- Consiglio “Affari generali”
Consiglio "Affari generali", 10.12.2019, 10 dicembre 2019
Principali risultati
Prossimo quadro finanziario pluriennale
Il Consiglio ha tenuto un dibattito orientativo sul prossimo quadro finanziario pluriennale.
I ministri hanno discusso lo schema di negoziato completo di cifre presentato dalla presidenza finlandese in vista del Consiglio europeo di dicembre. La presidenza ha proposto un livello complessivo di 1 087 miliardi di EUR per il periodo 2021-2027, che rappresenta l'1,07% dell'RNL dell'UE a 27.
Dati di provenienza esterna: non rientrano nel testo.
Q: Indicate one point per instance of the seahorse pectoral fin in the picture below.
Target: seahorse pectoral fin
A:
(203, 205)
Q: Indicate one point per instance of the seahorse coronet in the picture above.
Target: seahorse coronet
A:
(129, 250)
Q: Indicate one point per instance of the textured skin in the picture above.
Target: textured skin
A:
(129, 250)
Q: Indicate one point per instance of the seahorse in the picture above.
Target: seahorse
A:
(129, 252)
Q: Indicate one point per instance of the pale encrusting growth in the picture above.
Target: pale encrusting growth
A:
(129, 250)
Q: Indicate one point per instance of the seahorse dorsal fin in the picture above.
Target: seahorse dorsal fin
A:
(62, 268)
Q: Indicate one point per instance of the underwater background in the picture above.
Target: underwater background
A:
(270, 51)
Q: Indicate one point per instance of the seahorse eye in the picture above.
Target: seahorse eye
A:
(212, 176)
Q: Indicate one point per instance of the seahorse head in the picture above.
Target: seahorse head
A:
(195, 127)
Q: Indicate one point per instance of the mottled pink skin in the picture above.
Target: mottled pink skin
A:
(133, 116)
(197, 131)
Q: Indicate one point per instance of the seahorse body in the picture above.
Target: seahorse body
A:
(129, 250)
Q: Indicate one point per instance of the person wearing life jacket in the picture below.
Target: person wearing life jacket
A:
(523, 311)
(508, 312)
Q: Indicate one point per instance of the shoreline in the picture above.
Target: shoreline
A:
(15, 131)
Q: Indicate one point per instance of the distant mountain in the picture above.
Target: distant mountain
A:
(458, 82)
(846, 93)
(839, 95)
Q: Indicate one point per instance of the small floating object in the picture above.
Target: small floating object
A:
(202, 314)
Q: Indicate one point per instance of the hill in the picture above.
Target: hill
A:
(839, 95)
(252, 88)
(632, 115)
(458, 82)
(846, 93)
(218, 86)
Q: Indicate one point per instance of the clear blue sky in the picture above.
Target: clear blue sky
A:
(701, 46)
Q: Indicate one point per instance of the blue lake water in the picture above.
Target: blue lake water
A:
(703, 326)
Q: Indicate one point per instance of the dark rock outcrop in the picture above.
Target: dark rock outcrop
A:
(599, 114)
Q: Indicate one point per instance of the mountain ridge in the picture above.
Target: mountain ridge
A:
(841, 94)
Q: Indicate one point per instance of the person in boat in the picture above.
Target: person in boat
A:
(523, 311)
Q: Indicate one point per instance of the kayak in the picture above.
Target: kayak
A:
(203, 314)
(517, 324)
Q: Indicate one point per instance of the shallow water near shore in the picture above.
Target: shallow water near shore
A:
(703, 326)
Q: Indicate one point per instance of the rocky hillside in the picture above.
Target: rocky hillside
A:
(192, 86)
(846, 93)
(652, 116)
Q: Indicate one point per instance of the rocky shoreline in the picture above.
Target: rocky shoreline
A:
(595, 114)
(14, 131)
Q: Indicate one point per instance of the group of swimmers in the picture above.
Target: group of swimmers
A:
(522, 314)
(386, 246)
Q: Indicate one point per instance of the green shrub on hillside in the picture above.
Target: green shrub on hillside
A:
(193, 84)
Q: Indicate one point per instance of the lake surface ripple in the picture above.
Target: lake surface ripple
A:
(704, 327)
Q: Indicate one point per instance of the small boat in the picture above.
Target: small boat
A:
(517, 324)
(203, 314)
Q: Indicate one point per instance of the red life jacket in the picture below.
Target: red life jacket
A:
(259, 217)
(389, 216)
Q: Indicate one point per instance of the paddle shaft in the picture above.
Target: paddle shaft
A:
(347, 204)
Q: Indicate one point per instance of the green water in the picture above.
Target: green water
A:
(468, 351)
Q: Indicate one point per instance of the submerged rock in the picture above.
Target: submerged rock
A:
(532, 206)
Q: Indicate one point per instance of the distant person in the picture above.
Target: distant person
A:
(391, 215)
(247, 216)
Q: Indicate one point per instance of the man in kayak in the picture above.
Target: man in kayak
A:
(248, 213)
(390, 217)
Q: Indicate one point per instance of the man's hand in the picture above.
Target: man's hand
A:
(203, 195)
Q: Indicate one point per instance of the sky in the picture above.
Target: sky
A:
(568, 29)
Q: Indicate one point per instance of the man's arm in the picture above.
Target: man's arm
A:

La proposta della Finlandia si basa sulle consultazioni con gli Stati membri e sulle discussioni in sede di Consiglio e di Consiglio europeo. Abbiamo cercato di formulare una proposta equilibrata che tenga conto sia delle nuove priorità che dei settori di intervento tradizionali. I lavori della presidenza sul QFP sono terminati e il presidente del Consiglio europeo sarà ora responsabile dei negoziati. Tytti Tuppurainen, ministra finlandese degli affari europei
Lo schema di negoziato costituisce la base della fase finale dei negoziati sul QFP. Comprende tutti gli elementi per i quali i leader dell'UE sono tenuti a definire un orientamento politico e un ordine di priorità a livello di Consiglio europeo. Il presidente del Consiglio europeo proseguirà adesso i negoziati al fine di raggiungere un accordo definitivo.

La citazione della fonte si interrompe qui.